“Pero
quédate”.
Miguel Ángel
negó con la cabeza.
“A mí
se me ha hecho tarde”, dijo.
Romero sonrió
nervioso y se acercó al grupo de muchachas que rodeaban a Charo a la puerta de
una taberna miserable que de día apenas acogía a un puñado de parroquianos
desocupados. Hasta allí había llegado, acompañado por el de medicina con la
esperanza consumada de encontrarla, arriesgándose por los arrabales del otro
lado del río. Romero se volvió a tiempo aún de haberle detenido antes de que
subiera en el coche, pero se obligó a seguir noche adelante a donde el destino
quisiera llevarle.
Mantuvo
un paso firme hacia ellas pero titubeó al no hallar ninguna que se percatara de
su presencia y casi se giró de vuelta sin decir una palabra. Levantó, sin
embargo, al fin los ojos en una mirada algo nublada y le sonrió a medias con un
gesto ambiguo que le obligó a quedarse.
Sus amigas
le abrieron paso y Romero se acercó algo solemne y sobrecogido, como si fuera
el sacrificio de una atávica ceremonia secreta.
“¿No
tomas nada? Le preguntó Charo, levantando su propia copa con un pulso sospechoso
que su aliento vino a corroborar.
“Yo sí,
fíjate”.
El grupito
se regocijó a su costa pero el futuro psicólogo estaba dispuesto a resistir. De
entre todas las tácticas de comunicación efectiva que había aprendido y,
consciente de las mermadas facultades de la chica, Romero optó por no perder
tiempo e ir directo al grano.
“Te he
estado buscando”, le dijo acercándose mucho para que las otras no se enteraran.

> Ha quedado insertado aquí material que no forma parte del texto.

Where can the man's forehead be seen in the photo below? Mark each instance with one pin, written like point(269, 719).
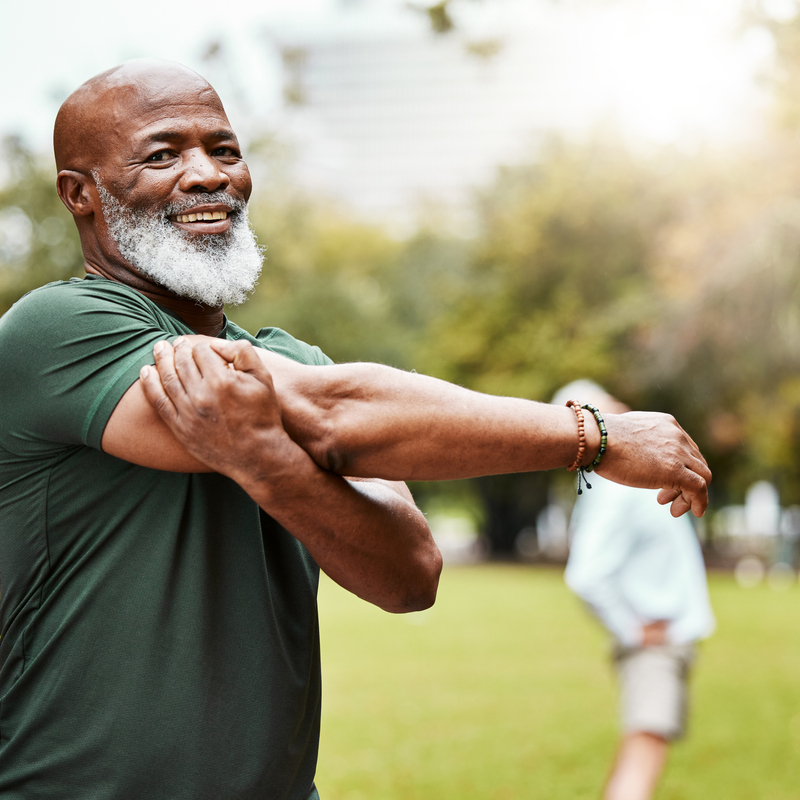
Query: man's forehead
point(137, 96)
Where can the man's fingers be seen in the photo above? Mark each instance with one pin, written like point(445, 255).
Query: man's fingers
point(154, 392)
point(666, 496)
point(187, 370)
point(164, 354)
point(244, 358)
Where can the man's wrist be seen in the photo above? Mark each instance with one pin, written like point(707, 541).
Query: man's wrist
point(593, 440)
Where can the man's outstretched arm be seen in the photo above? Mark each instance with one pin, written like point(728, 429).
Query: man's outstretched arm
point(374, 421)
point(370, 420)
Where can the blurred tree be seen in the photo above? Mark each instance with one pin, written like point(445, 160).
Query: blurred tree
point(38, 240)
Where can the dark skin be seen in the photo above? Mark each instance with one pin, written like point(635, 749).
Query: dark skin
point(164, 138)
point(159, 134)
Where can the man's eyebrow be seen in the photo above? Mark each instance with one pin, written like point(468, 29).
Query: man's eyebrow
point(171, 136)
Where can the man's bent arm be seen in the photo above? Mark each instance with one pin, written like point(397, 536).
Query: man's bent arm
point(367, 535)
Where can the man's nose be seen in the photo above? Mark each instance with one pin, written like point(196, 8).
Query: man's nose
point(202, 173)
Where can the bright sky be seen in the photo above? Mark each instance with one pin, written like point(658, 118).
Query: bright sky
point(689, 75)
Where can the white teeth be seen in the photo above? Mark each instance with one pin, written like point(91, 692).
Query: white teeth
point(203, 216)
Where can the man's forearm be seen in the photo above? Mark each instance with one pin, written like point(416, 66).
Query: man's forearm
point(368, 420)
point(374, 421)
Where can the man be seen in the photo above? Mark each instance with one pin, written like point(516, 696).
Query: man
point(163, 529)
point(642, 574)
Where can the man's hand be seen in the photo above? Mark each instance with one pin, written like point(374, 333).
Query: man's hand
point(225, 415)
point(368, 536)
point(652, 451)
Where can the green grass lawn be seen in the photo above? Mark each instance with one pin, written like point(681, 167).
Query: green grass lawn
point(503, 690)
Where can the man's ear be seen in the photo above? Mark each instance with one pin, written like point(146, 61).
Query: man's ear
point(74, 189)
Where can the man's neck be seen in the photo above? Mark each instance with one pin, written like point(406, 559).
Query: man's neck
point(203, 319)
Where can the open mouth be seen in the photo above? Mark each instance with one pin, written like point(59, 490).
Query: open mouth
point(201, 216)
point(203, 221)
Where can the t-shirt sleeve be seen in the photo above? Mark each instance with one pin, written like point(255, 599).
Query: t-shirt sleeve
point(68, 353)
point(284, 344)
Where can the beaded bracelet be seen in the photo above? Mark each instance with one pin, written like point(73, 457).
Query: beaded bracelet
point(577, 408)
point(576, 466)
point(603, 437)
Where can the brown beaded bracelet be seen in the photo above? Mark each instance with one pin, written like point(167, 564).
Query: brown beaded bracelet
point(576, 407)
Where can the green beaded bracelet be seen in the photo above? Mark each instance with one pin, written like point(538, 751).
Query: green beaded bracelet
point(603, 437)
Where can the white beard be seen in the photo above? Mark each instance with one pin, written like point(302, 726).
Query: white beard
point(216, 269)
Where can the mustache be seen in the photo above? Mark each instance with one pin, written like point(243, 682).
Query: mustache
point(215, 198)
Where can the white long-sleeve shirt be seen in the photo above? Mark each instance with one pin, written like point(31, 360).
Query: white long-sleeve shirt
point(632, 562)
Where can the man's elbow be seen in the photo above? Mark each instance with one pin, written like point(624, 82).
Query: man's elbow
point(417, 590)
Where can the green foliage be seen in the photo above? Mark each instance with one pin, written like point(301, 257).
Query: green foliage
point(503, 690)
point(559, 286)
point(349, 287)
point(38, 240)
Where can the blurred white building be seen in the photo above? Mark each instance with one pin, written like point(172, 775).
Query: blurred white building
point(395, 120)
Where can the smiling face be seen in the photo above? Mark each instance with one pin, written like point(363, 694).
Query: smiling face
point(165, 183)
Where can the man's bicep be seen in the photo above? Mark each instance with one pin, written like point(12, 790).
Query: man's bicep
point(134, 432)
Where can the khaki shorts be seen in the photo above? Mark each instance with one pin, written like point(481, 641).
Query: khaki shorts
point(653, 688)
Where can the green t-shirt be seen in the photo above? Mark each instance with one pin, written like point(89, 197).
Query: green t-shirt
point(159, 632)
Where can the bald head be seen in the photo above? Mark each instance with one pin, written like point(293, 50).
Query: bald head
point(99, 111)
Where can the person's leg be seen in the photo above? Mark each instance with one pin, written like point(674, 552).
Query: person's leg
point(637, 768)
point(653, 699)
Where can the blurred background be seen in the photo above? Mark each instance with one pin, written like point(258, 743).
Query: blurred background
point(508, 194)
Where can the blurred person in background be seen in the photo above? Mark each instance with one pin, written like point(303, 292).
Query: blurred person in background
point(641, 572)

“Para ver que tal estabas”.
Charo
le miró a los ojos otra vez y se encogió de hombros.
“¿Cómo
quieres que esté?” Replicó y volvió a fijarse en el fondo de su vaso.
“¿Te
apetece charlar un rato?”
El chico
hizo un gesto con la cabeza hacia el otro lado de la calle, invitándola a
seguirle a un sitio más tranquilo, pero Charo no se movió. Bajó la cabeza y la
meneó muy despacio chasqueando la lengua varias veces. Cuando la levantó tenía
los ojos rojos y llenos de lágrimas.
“¿Por
qué no me dejáis todos en paz?” Gritó y le tiró la bebida que le quedaba en el
vaso ante la estupefacción de los que les rodeaban.
Romero se
quedó mudo e inmóvil mientras los murmullos se intensificaban, aderezados por
las primeras carcajadas. No quiso consolar su llanto ni evitar que Charo diera
media vuelta y se marchara a la carrera acompañada por dos de sus amigas. El resto
se apartaron despacio, dejándole solo con la cara empapada de alcohol. Respiró el
olor intenso y se le nublaron los sentidos, pero pudo mantener la compostura el
tiempo justo para retirarse dignamente antes de que el lugar recuperara su
algarabía habitual.
Al doblar
la esquina tuvo que apoyarse en la pared y ahogó un grito tapándose la boca con
las manos. Resistió una nausea salvaje y se obligó a respirar profundo y
despacio…tres, cuatro, cinco veces… Hasta que su mente racional volvió a
situarle en el preciso instante y lugar que el destino le había deparado. Mucho
más despacio, reemprendió la marcha de vuelta al colegio soportando el frío de
la madrugada al calor de la rabia y la vergüenza que aún le torturaban. Al cruzar
el río por el puente viejo se detuvo casi sin querer y se acercó a la
barandilla de metal que brillaba congelada a la luz de una farola muy baja. Cauto,
contempló las aguas negras que se deslizaban silenciosas entre los pilares anchísimos
de piedras centenarias pero, azuzado por una ridícula osadía de cobarde
resentido, se alzó de puntillas y asomó medio cuerpo, aferrándose firme a la
barra de metal que le presionaba la barriga. El recuerdo de Antonio que se había
ido perfilando en la bruma discreta que ascendía de las aguas se le presentó
sereno, apetecible pero inalcanzable. Romero exageró una sonrisa patética y forzó
una lágrima de rabia que no dejó caer al río pues secó con la manga en
un gesto furtivo antes de volverse a medias.
“Hola”,
saludó algo sorprendido.
Los últimos
pasos abandonaron el sigilo y el golpe resonó muy seco en su cabeza.
Romero
se tambaleó e instintivamente se inclinó hacia atrás contra la barandilla para
evitar un nuevo impacto del pedrusco. Desesperado, trató de asirse a las mismas
manos que le empujaron por el pecho hasta hacerle caer.
Sintió el agua helada y
la fuerza de la corriente con la certeza de que todo había terminado.